For its part, Sky continued to press its counterclaim. In this regard, Sky contended that Claimant prevented Sky and JMG from enjoying the fruits of the success of the Joint Venture by breaching its obligation under Section 5.8 of the SHA to enlist its affiliates (including ZEG) to help the Joint Venture obtain low-interest-rate loans. As a consequence, Sky suffered loss, in that the US$10 million it invested in the Joint Venture could have been meaningfully used elsewhere. Sky accordingly claims "loss of use of the US$10 million i.e. interest that could have been generated by the US$10 million from 31 December 2015 to the date of the award."230
23.4.
It was in its Opening Written Submissions that Sky first articulated its counterclaim in precisely this fashion. In response, Claimant contended that Sky should not be permitted to "amend" its counterclaim in this way.231 It is not clear to us, however, that Sky has so much amended its counterclaim as articulated it with greater specificity. In all events, Article 18.1 of the Rules expressly permits a party to amend or supplement its claims unless the Tribunal considers it inappropriate to allow such amendment having regard to the circumstances of the case. Assuming arguendo that Sky amended its counterclaim in its Opening Written Submissions, Claimant had ample opportunity to respond to it before the hearing in its Responsive Opening Written Submission, at the hearing and after the hearing in its Post-Hearing Written Submission. We accordingly see no reason to disallow the amendment.
23.5.
As explained above at paras 17.51-17.56, however, Claimant did not breach Section 5.8 of the SHA or otherwise prevent Sky or JMG from enjoying the fruits of the success of the Joint Venture.

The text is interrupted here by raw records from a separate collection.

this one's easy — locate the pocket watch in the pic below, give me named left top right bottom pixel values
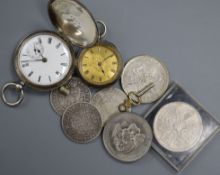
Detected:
left=2, top=0, right=100, bottom=106
left=1, top=31, right=75, bottom=106
left=77, top=21, right=123, bottom=86
left=49, top=0, right=123, bottom=86
left=2, top=0, right=122, bottom=106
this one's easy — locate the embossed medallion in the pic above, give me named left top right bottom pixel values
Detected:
left=153, top=102, right=203, bottom=152
left=91, top=87, right=130, bottom=125
left=103, top=112, right=153, bottom=162
left=61, top=103, right=102, bottom=144
left=121, top=55, right=169, bottom=103
left=50, top=78, right=91, bottom=116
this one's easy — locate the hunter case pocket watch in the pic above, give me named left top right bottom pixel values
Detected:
left=78, top=35, right=123, bottom=86
left=49, top=0, right=123, bottom=86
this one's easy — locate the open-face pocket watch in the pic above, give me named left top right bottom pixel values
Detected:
left=2, top=0, right=116, bottom=106
left=1, top=31, right=75, bottom=107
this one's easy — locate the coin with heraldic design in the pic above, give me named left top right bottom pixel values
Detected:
left=153, top=102, right=203, bottom=152
left=91, top=87, right=130, bottom=125
left=121, top=55, right=170, bottom=103
left=62, top=103, right=102, bottom=144
left=103, top=112, right=153, bottom=162
left=50, top=78, right=91, bottom=116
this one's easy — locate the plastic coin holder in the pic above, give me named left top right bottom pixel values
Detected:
left=144, top=82, right=220, bottom=171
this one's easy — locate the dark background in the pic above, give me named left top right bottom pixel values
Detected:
left=0, top=0, right=220, bottom=174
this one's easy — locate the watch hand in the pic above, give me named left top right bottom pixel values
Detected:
left=38, top=50, right=44, bottom=58
left=103, top=54, right=114, bottom=62
left=34, top=45, right=37, bottom=55
left=37, top=47, right=47, bottom=61
left=97, top=61, right=106, bottom=75
left=34, top=42, right=45, bottom=58
left=100, top=66, right=105, bottom=75
left=21, top=59, right=43, bottom=63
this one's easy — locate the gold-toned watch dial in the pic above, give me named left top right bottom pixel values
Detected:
left=79, top=45, right=121, bottom=85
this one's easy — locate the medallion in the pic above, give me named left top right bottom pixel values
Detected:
left=103, top=112, right=153, bottom=162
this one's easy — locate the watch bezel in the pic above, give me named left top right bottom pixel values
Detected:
left=78, top=41, right=123, bottom=86
left=14, top=31, right=75, bottom=91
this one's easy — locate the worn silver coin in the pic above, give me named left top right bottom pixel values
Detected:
left=62, top=103, right=102, bottom=144
left=103, top=112, right=153, bottom=162
left=91, top=87, right=130, bottom=125
left=50, top=77, right=91, bottom=116
left=153, top=102, right=203, bottom=152
left=121, top=55, right=170, bottom=103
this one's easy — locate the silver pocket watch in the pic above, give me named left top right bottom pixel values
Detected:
left=1, top=0, right=104, bottom=106
left=49, top=0, right=123, bottom=87
left=1, top=31, right=75, bottom=106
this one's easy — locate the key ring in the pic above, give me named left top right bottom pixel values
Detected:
left=96, top=20, right=107, bottom=40
left=128, top=92, right=141, bottom=105
left=1, top=82, right=24, bottom=107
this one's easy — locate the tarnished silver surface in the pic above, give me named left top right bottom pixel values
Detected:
left=121, top=55, right=170, bottom=103
left=50, top=78, right=91, bottom=116
left=153, top=102, right=203, bottom=152
left=91, top=88, right=130, bottom=125
left=103, top=112, right=153, bottom=162
left=62, top=103, right=102, bottom=144
left=48, top=0, right=98, bottom=48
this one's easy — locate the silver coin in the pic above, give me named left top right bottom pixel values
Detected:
left=103, top=112, right=153, bottom=162
left=62, top=103, right=102, bottom=144
left=121, top=55, right=170, bottom=103
left=153, top=102, right=203, bottom=152
left=50, top=77, right=91, bottom=116
left=91, top=87, right=130, bottom=126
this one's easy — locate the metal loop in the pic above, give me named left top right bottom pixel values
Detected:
left=119, top=99, right=132, bottom=112
left=59, top=86, right=70, bottom=96
left=96, top=20, right=107, bottom=39
left=118, top=103, right=127, bottom=112
left=128, top=92, right=141, bottom=105
left=1, top=82, right=24, bottom=107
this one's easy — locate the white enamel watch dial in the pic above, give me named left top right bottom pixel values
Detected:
left=15, top=31, right=74, bottom=90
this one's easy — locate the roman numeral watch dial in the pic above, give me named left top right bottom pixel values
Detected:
left=78, top=42, right=123, bottom=86
left=1, top=31, right=74, bottom=106
left=16, top=32, right=74, bottom=89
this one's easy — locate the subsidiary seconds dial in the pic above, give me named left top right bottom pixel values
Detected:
left=15, top=31, right=74, bottom=90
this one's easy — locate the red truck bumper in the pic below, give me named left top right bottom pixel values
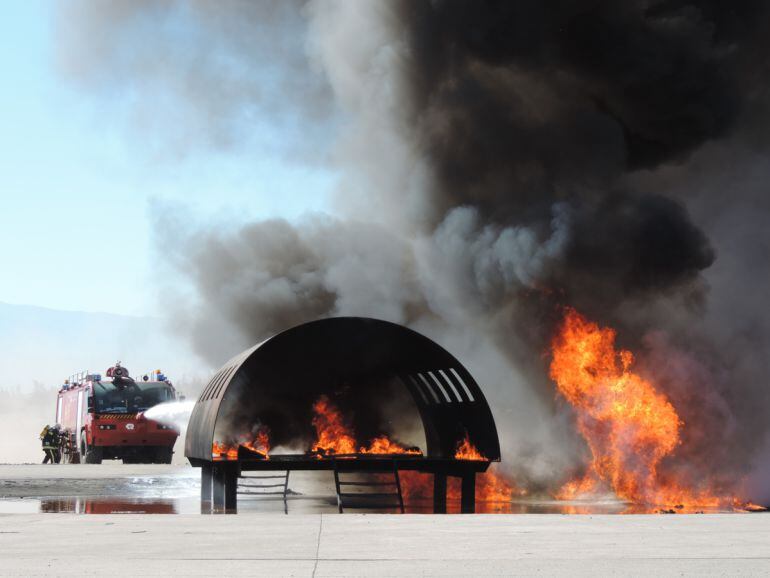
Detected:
left=91, top=414, right=178, bottom=446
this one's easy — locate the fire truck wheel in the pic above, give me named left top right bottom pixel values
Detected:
left=80, top=433, right=103, bottom=464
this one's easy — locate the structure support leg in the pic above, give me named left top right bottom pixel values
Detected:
left=433, top=472, right=447, bottom=514
left=200, top=463, right=213, bottom=514
left=224, top=463, right=238, bottom=514
left=460, top=472, right=476, bottom=514
left=212, top=464, right=226, bottom=513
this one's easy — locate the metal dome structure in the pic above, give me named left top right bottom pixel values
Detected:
left=185, top=317, right=501, bottom=513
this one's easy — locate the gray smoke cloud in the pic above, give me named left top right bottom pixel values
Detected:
left=59, top=0, right=770, bottom=497
left=56, top=0, right=333, bottom=158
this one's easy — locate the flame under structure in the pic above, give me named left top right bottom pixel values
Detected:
left=549, top=308, right=728, bottom=508
left=452, top=432, right=518, bottom=503
left=382, top=431, right=519, bottom=504
left=398, top=467, right=520, bottom=507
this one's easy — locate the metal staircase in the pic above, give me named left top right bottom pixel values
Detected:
left=238, top=471, right=291, bottom=514
left=333, top=460, right=405, bottom=513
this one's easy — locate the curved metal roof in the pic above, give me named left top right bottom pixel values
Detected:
left=185, top=317, right=501, bottom=462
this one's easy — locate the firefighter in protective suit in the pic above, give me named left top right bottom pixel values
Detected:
left=40, top=425, right=61, bottom=464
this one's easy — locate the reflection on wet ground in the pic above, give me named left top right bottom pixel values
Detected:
left=0, top=495, right=751, bottom=515
left=0, top=467, right=763, bottom=515
left=39, top=497, right=178, bottom=514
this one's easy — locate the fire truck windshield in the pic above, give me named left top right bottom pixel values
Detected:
left=93, top=380, right=175, bottom=414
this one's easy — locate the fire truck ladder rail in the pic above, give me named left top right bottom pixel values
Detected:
left=237, top=471, right=291, bottom=514
left=332, top=460, right=405, bottom=514
left=67, top=370, right=89, bottom=386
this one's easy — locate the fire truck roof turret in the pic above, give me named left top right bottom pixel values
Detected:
left=106, top=362, right=129, bottom=379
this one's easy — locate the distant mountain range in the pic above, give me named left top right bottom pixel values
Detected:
left=0, top=302, right=208, bottom=390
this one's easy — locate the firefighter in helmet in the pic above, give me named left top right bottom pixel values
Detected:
left=40, top=424, right=62, bottom=464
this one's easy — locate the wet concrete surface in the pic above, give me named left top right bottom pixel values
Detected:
left=0, top=465, right=768, bottom=576
left=0, top=464, right=645, bottom=515
left=0, top=464, right=757, bottom=515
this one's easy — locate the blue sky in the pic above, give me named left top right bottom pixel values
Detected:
left=0, top=1, right=335, bottom=316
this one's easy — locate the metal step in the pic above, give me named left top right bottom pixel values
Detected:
left=338, top=480, right=398, bottom=487
left=333, top=460, right=405, bottom=514
left=339, top=491, right=402, bottom=499
left=336, top=503, right=403, bottom=510
left=237, top=470, right=291, bottom=513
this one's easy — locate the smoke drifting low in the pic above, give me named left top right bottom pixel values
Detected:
left=60, top=1, right=770, bottom=495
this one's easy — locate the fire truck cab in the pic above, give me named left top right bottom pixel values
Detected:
left=55, top=363, right=179, bottom=464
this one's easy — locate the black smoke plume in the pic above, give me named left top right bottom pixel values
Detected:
left=59, top=0, right=770, bottom=497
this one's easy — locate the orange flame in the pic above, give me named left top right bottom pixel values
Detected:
left=734, top=501, right=768, bottom=512
left=398, top=465, right=522, bottom=504
left=555, top=473, right=601, bottom=500
left=361, top=435, right=422, bottom=455
left=549, top=308, right=731, bottom=508
left=311, top=395, right=358, bottom=455
left=311, top=396, right=423, bottom=456
left=476, top=467, right=523, bottom=502
left=454, top=432, right=486, bottom=461
left=212, top=426, right=270, bottom=461
left=395, top=472, right=431, bottom=501
left=242, top=427, right=271, bottom=457
left=211, top=441, right=238, bottom=461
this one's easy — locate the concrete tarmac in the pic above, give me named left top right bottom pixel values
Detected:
left=1, top=465, right=768, bottom=576
left=1, top=513, right=769, bottom=577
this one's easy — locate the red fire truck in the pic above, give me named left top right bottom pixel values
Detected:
left=55, top=363, right=179, bottom=464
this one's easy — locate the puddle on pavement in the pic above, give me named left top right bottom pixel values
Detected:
left=0, top=495, right=747, bottom=515
left=0, top=470, right=760, bottom=515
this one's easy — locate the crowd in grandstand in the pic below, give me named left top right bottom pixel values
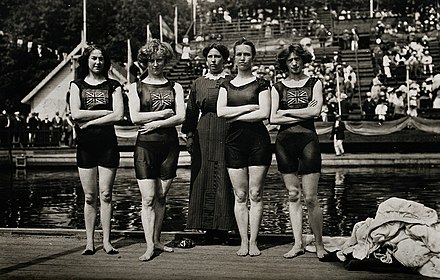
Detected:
left=2, top=2, right=440, bottom=149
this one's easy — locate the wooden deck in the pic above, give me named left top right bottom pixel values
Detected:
left=0, top=229, right=427, bottom=280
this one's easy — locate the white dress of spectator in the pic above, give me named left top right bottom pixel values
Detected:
left=371, top=75, right=383, bottom=101
left=181, top=44, right=191, bottom=60
left=375, top=102, right=388, bottom=122
left=421, top=50, right=433, bottom=74
left=223, top=10, right=232, bottom=23
left=300, top=37, right=315, bottom=60
left=351, top=27, right=359, bottom=51
left=382, top=53, right=392, bottom=78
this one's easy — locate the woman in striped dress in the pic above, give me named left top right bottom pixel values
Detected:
left=182, top=43, right=236, bottom=244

We dismiss Sky's counterclaim on the merits.

24. ADVERSE INFERENCES

We note that Claimant asked us to draw certain adverse inferences against Sky and JMG in light of their failure to produce documents responsive to Claimant's document requests as ordered by the Tribunal.232 As we have found in Claimant's favor on both its principal claim and Sky's counterclaim based on the evidence on file, we consider Claimant's request moot.

25. AWARD

25.1.
For the reasons explained above, the Tribunal makes the following award:
25.2.
The Tribunal has jurisdiction over the parties' dispute.
25.3.
Respondents are jointly and severally liable to immediately pay Claimant US$76,043,750 with compound interest of 15% per year from 30 June 2019 through the date of this award.
25.4.
On the amount awarded in para 25.3 (the "Award Sum"), Respondents are ordered to pay Claimant simple interest at the annual rate of 4.25% commencing on the day following the date of this award on such parts of the Award Sum as shall remain outstanding until full payment of the Award Sum.
25.5.
Once the amount specified in para 25.3 is paid in full—but not before—Claimant shall relinquish its shares in the Joint Venture in order to complete the share redemption process.
25.6.
Claimant's request for an injunction enjoining Sky from transferring its shares in the Joint Venture until the Redemption Price has been paid in full is denied.
25.7.
All issues as to costs are reserved to a future award.